Life as an Extreme Sport

high on my list of annoyances right now

We’re hiring. I think I’ve mentioned this. We’ve done four of the six interviews, and after every interview, we tend to stand around and chitchat about the applicant. And I swear, if one more non-applied ethics/bioethics person, be they faculty or student, tries to tell me what bio or applied ethics studies, publishes about, or in general thinks, I might scream. Or actually get violent.
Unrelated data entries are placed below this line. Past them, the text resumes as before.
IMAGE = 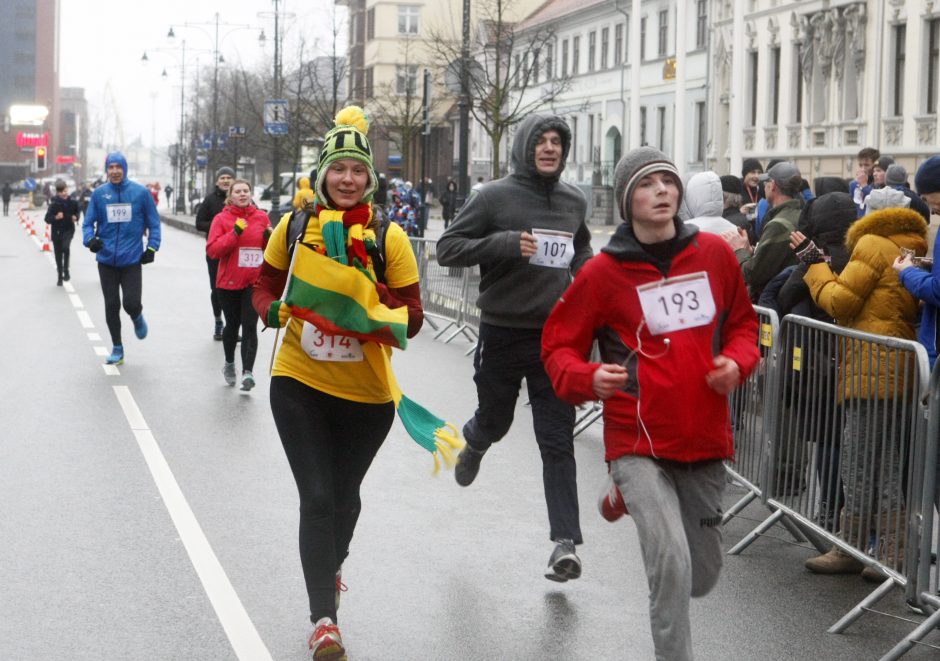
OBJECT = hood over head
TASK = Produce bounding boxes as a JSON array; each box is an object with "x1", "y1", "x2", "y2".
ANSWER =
[
  {"x1": 104, "y1": 151, "x2": 127, "y2": 181},
  {"x1": 614, "y1": 147, "x2": 680, "y2": 222},
  {"x1": 511, "y1": 115, "x2": 571, "y2": 181},
  {"x1": 679, "y1": 170, "x2": 724, "y2": 220}
]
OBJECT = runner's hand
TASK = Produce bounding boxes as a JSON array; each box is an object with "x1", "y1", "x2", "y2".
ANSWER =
[{"x1": 591, "y1": 363, "x2": 629, "y2": 400}]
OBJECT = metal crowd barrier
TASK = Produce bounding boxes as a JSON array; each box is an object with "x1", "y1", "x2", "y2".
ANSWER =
[{"x1": 729, "y1": 315, "x2": 940, "y2": 658}]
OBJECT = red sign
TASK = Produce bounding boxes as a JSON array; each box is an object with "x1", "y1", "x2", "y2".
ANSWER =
[{"x1": 16, "y1": 131, "x2": 49, "y2": 148}]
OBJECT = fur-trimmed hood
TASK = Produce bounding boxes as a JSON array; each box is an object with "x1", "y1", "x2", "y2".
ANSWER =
[{"x1": 845, "y1": 207, "x2": 927, "y2": 251}]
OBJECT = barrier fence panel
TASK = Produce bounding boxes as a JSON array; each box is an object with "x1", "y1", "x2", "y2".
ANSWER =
[
  {"x1": 882, "y1": 361, "x2": 940, "y2": 661},
  {"x1": 722, "y1": 305, "x2": 780, "y2": 523},
  {"x1": 728, "y1": 315, "x2": 932, "y2": 656}
]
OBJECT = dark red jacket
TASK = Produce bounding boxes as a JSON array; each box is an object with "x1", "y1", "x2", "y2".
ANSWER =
[
  {"x1": 206, "y1": 204, "x2": 271, "y2": 290},
  {"x1": 542, "y1": 223, "x2": 760, "y2": 462}
]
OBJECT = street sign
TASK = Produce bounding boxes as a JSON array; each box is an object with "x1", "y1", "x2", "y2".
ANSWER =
[{"x1": 264, "y1": 99, "x2": 287, "y2": 135}]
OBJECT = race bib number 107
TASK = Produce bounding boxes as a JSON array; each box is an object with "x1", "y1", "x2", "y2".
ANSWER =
[{"x1": 636, "y1": 271, "x2": 715, "y2": 335}]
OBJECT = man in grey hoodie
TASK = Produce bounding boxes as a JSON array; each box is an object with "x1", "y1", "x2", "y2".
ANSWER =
[{"x1": 437, "y1": 115, "x2": 592, "y2": 582}]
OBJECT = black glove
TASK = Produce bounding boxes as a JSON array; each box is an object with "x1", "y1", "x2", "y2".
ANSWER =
[{"x1": 794, "y1": 239, "x2": 826, "y2": 266}]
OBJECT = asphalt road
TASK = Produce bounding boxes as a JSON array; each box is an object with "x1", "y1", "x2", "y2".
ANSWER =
[{"x1": 0, "y1": 204, "x2": 940, "y2": 661}]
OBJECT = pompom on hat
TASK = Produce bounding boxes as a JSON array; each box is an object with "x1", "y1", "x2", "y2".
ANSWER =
[{"x1": 315, "y1": 106, "x2": 378, "y2": 207}]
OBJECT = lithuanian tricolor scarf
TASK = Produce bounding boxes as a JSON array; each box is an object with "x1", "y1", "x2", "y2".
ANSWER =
[{"x1": 284, "y1": 204, "x2": 464, "y2": 474}]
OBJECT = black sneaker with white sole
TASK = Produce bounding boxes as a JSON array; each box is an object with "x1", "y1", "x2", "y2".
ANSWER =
[{"x1": 545, "y1": 539, "x2": 581, "y2": 583}]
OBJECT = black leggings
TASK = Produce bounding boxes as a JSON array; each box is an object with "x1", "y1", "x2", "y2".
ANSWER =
[
  {"x1": 271, "y1": 376, "x2": 395, "y2": 622},
  {"x1": 206, "y1": 256, "x2": 222, "y2": 319},
  {"x1": 98, "y1": 262, "x2": 144, "y2": 344},
  {"x1": 215, "y1": 287, "x2": 258, "y2": 371},
  {"x1": 51, "y1": 223, "x2": 75, "y2": 278}
]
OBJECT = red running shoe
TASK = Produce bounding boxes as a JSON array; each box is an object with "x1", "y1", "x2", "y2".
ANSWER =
[
  {"x1": 597, "y1": 478, "x2": 630, "y2": 521},
  {"x1": 307, "y1": 617, "x2": 347, "y2": 661}
]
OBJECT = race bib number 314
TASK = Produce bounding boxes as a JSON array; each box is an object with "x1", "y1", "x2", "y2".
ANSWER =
[{"x1": 636, "y1": 271, "x2": 715, "y2": 335}]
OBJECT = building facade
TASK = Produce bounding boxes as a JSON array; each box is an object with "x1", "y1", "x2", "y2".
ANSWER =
[{"x1": 0, "y1": 0, "x2": 59, "y2": 181}]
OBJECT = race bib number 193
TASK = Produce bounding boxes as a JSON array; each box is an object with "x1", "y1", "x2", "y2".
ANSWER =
[{"x1": 636, "y1": 271, "x2": 715, "y2": 335}]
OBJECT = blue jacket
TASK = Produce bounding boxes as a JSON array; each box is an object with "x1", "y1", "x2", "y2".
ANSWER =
[
  {"x1": 899, "y1": 234, "x2": 940, "y2": 369},
  {"x1": 82, "y1": 152, "x2": 160, "y2": 267}
]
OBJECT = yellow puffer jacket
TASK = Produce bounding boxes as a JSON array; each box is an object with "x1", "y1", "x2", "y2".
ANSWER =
[{"x1": 803, "y1": 208, "x2": 927, "y2": 399}]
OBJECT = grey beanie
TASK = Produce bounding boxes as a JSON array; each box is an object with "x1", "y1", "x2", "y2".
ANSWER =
[
  {"x1": 885, "y1": 163, "x2": 907, "y2": 186},
  {"x1": 614, "y1": 147, "x2": 683, "y2": 221}
]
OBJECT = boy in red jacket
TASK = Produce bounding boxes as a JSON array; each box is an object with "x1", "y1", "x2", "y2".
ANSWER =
[{"x1": 542, "y1": 147, "x2": 759, "y2": 661}]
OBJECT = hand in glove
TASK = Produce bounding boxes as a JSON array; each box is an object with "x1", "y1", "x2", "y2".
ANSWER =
[{"x1": 265, "y1": 301, "x2": 290, "y2": 328}]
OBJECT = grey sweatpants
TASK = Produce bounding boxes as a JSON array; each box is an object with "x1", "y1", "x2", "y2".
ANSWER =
[{"x1": 610, "y1": 456, "x2": 726, "y2": 661}]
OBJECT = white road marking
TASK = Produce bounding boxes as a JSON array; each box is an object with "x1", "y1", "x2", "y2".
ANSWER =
[
  {"x1": 75, "y1": 310, "x2": 95, "y2": 328},
  {"x1": 114, "y1": 386, "x2": 271, "y2": 661}
]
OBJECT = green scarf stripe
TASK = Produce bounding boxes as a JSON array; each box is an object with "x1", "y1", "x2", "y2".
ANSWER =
[{"x1": 284, "y1": 276, "x2": 408, "y2": 347}]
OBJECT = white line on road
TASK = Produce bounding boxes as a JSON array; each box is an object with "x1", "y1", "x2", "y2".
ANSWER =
[
  {"x1": 75, "y1": 310, "x2": 95, "y2": 328},
  {"x1": 114, "y1": 386, "x2": 271, "y2": 661}
]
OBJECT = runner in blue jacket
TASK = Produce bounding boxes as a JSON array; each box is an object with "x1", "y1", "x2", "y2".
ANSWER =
[{"x1": 82, "y1": 152, "x2": 160, "y2": 365}]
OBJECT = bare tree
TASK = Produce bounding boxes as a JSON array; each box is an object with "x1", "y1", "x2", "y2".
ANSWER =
[{"x1": 428, "y1": 0, "x2": 571, "y2": 178}]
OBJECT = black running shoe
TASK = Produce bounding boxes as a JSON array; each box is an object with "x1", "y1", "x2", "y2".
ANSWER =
[{"x1": 545, "y1": 539, "x2": 581, "y2": 583}]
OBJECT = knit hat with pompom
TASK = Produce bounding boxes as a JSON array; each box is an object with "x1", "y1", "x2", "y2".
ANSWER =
[{"x1": 316, "y1": 106, "x2": 378, "y2": 207}]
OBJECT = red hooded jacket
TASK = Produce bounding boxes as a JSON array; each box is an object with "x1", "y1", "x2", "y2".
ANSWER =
[{"x1": 206, "y1": 204, "x2": 271, "y2": 290}]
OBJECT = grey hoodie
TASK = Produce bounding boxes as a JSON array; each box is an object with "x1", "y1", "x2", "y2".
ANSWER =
[
  {"x1": 437, "y1": 115, "x2": 593, "y2": 328},
  {"x1": 679, "y1": 170, "x2": 737, "y2": 234}
]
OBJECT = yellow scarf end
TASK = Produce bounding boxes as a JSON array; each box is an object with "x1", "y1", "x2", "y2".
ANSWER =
[{"x1": 431, "y1": 422, "x2": 466, "y2": 476}]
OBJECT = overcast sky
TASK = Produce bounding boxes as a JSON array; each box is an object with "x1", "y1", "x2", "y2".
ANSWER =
[{"x1": 59, "y1": 0, "x2": 345, "y2": 145}]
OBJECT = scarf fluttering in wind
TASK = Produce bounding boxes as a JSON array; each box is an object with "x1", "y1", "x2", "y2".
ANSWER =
[{"x1": 284, "y1": 204, "x2": 464, "y2": 474}]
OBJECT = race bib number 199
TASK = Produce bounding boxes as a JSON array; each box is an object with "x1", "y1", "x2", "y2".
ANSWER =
[
  {"x1": 107, "y1": 202, "x2": 131, "y2": 223},
  {"x1": 636, "y1": 271, "x2": 715, "y2": 335},
  {"x1": 300, "y1": 321, "x2": 363, "y2": 363}
]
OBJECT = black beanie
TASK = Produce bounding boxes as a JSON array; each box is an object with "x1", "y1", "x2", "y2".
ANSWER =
[
  {"x1": 741, "y1": 158, "x2": 764, "y2": 179},
  {"x1": 721, "y1": 174, "x2": 741, "y2": 195}
]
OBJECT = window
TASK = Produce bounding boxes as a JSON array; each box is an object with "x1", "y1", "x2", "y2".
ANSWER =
[
  {"x1": 395, "y1": 64, "x2": 418, "y2": 96},
  {"x1": 695, "y1": 101, "x2": 708, "y2": 163},
  {"x1": 614, "y1": 23, "x2": 623, "y2": 66},
  {"x1": 658, "y1": 9, "x2": 669, "y2": 57},
  {"x1": 892, "y1": 25, "x2": 907, "y2": 117},
  {"x1": 927, "y1": 18, "x2": 940, "y2": 115},
  {"x1": 745, "y1": 51, "x2": 758, "y2": 126},
  {"x1": 640, "y1": 16, "x2": 646, "y2": 62},
  {"x1": 398, "y1": 5, "x2": 421, "y2": 34},
  {"x1": 769, "y1": 46, "x2": 780, "y2": 126},
  {"x1": 656, "y1": 106, "x2": 666, "y2": 151},
  {"x1": 588, "y1": 31, "x2": 597, "y2": 71},
  {"x1": 695, "y1": 0, "x2": 708, "y2": 49}
]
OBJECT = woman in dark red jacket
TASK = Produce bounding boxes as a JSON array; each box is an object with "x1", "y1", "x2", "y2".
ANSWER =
[{"x1": 206, "y1": 179, "x2": 271, "y2": 390}]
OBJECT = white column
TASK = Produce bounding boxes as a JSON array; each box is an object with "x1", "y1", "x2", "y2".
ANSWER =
[
  {"x1": 624, "y1": 0, "x2": 643, "y2": 152},
  {"x1": 728, "y1": 0, "x2": 747, "y2": 172},
  {"x1": 672, "y1": 0, "x2": 689, "y2": 176}
]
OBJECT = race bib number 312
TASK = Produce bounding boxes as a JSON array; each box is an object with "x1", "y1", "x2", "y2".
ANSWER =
[{"x1": 636, "y1": 271, "x2": 715, "y2": 335}]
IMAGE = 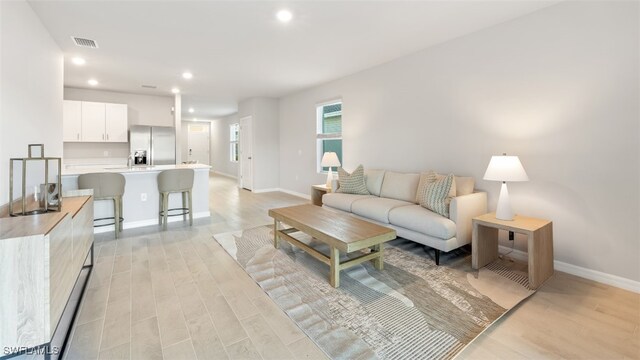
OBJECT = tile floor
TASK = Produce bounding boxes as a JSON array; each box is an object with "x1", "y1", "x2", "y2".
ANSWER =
[{"x1": 66, "y1": 176, "x2": 640, "y2": 360}]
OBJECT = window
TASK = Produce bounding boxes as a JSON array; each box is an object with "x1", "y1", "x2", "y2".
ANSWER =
[
  {"x1": 229, "y1": 123, "x2": 240, "y2": 162},
  {"x1": 316, "y1": 100, "x2": 342, "y2": 172}
]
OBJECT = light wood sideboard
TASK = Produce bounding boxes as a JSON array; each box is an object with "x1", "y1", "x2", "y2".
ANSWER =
[{"x1": 0, "y1": 196, "x2": 93, "y2": 356}]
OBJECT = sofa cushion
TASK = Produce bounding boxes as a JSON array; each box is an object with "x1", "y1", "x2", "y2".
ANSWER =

Tonight’s conversation went something like this:

Me: So, what’d you think?
Person: Well, I thought it was interesting how he brought in biology, since ethics doesn’t handle that.
Me: …wha?
Person: Yeah, no one doing ethics – you know, applied or bio or whatever, really considers biology, especially evolutionary biology in their writing.
Me: …er…
Person: But like I said the other day, ethics is just all dialogue anyhow.
Faculty: Too many people kvetching. There’s no science or logical thought or process in ethics, especially bioethics.
Me: Are you trying to taunt me?
Faculty: It’s a known fact!
Person: Kvetching is a great word to describe the entire field! No one does serious research.
Me: …I’m leaving now. I need a drink.

Moral of the story: I need to spend some time at AMBI, around people who aren’t going to try to tell me what my field studies, or dismiss the entire thing as pointless and not important.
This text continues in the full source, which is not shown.